Early in my career, I worked in many roles where I was the lone expert on a given topic. As a result, I became interested in how to collaborate effectively across disciplinary boundaries. This curiosity led to me to form anthrodesign in 2002.
To celebrate the 15 year anniversary of the list, I wrote a blog post describing my reasons for creating it, and what the future might hold. In short, I feel as though the list has done a wonderful job fostering dialogue between social scientists working in business. That was a huge and necessary gap that needed to be filled, and I’m so glad I had a chance to be a part of it. However, I still feel like we haven’t made as much progress working across disciplinary boundaries as I would have hoped.
One of the early inspirations in my work was the writing of Diana Forsythe. She was trained both as an anthropologist and as a Human Computer Interaction (HCI) expert. Her writings (which I’ve documented in a bibliography) were extremely influential in helping me understand the challenges that co-workers face in communicating effectively across their domains of expertise.
As I focused more deeply on User Experience, I became interested in the way that research and design methods need to be thoughtfully selected in response to changing business direction and emergent stakeholder requirements – and how really effective teams work together to make that happen.

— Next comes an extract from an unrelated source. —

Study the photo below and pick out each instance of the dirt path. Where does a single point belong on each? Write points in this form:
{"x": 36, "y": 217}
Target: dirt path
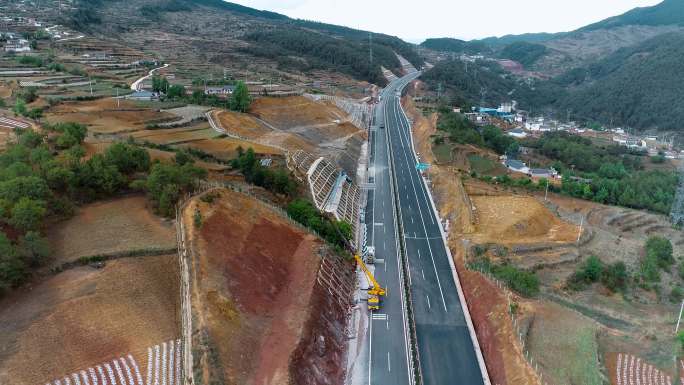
{"x": 254, "y": 294}
{"x": 487, "y": 303}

Over the years, I have also made a conscious effort to learn and write about other business practices such as lean and agile, so that I could ensure my team and I were engaging effectively with our colleagues.
And now as the leader of an organization, I am especially interested in helping customers, executive stakeholders, and my peers in other functional areas (such as Engineering and Product Management) understand the benefits of User-Centered Design (UCD) and User Experience consulting services in a way that resonates for them.